Your expectation makes no sense, given the vulnerabilities we've seen in AV software in the past decade.

If they insist that executing suspect JS is a good idea, they a) probably should use an established interpreter unless there's good reasons not to and b) not run it privileged.

EDIT: Avast appears to have deactivated this now: https://twitter.com/avast_antivirus/status/12376853435807539...

> Popular JS VMs have huge attack surfaces

No, not really? Depending on the browser they have generally have a small-to-medium attack surface. Yes, they can JIT, but often they can't do much else.

> and are prime candidates for gray and black market vulnerability hunts

Because they are remotely exploitable, nothing more.

> They are often not maintained

The world's deepest pockets and countless hours from the world's smartest minds go into maintaining them…

> once a vulnerability is discovered, the entire app is compromised

Not in modern browsers.

> In the case of a highly-privileged process

Oh good, so not the JavaScript process, right?

How many vulnerabilities have existed in Electron apps, sandboxing and all?

I meant maintained by app developers who include the runtimes, not the runtimes themselves.

> How many vulnerabilities have existed in Electron apps, sandboxing and all?

Significantly fewer than you'd find in a comparable C++ application, probably, and with much less effort put into securing things like "if I index into this array am I allowing for an arbitrary write primitive" and "can I safety use this object without giving an attacker code execution". Electron bugs tend to be of the sort like "oops, we can load a file from the filesystem because we forgot a string check", and C++ bugs are "that, but with the other things I just mentioned".

> probably

Based on what? On C++ you have complex systems with difficult code to get correctly. With Electron, you have terrible chat apps that take 1GB of memory to display a few chat bubbles that allow remote execution into machines running them.

The data to compare the two is just not there to assume anything like you just did. Meanwhile, electron apps have proven quite insecure, despite not being able to allow arbitrary write primitive by indexing into an array.

> Popular JS VMs...are often not maintained

The V8 engine, in 2020, is one of the most actively-maintained software projects of any kind. And (for better or worse) nearly everyone who needs a JS engine uses that one. This includes - among others - Chrome, NodeJS (which means Electron too), and now Edge.

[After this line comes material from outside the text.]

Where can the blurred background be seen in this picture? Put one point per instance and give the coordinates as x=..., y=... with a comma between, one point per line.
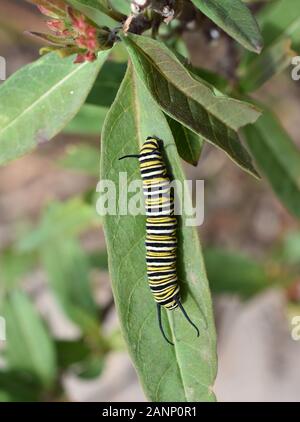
x=65, y=341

The only major outliers I can think of are JavaScriptCore (iOS/Safari) and SpiderMonkey (Firefox).

The sin committed by Avast was rolling their own version of something, as a less-than-massive-company, when the state-of-the-art implementation is OSS. That has nothing to do with JavaScript the language. You're commenting on things you clearly know nothing about.

Id say it makes a lot of sense. You're comparing a memory unsafe language with a safe one.
The runtimes are also written in “memory unsafe languages” (C++). The runtimes bring a whole lot more code than if you wrote own tailor made code, meant to do something specific, in “memory unsafe languages”.
Yes, but the runtimes usually have a large amount of time and security effort invested into them.
This is not correct in my experience. I think it's more apt to say that security effort has mostly been spent around sandboxing and related technologies which is really an admission that there is no way to secure the JS VMs in themselves. The best engineers in the world can't do it. Maybe that will change if they move to safer languages, but so far nobody has done that.

Therefore when you see an exposed unsandboxed VM, you instantly know it's critical issue.

Writing secure C++ is quite hard, even for the best engineers in the world. However, that absolutely does not mean that your handcrafted C++ code is more secure than JavaScript running a virtual machine that is written in C++. The sandbox exists as another layer of defense, not because the code is inherently more insecure. (Also, it's usually because JavaScript virtual machines evaluate untrusted input, which is something that has been shown to be notoriously difficult to secure against in general.)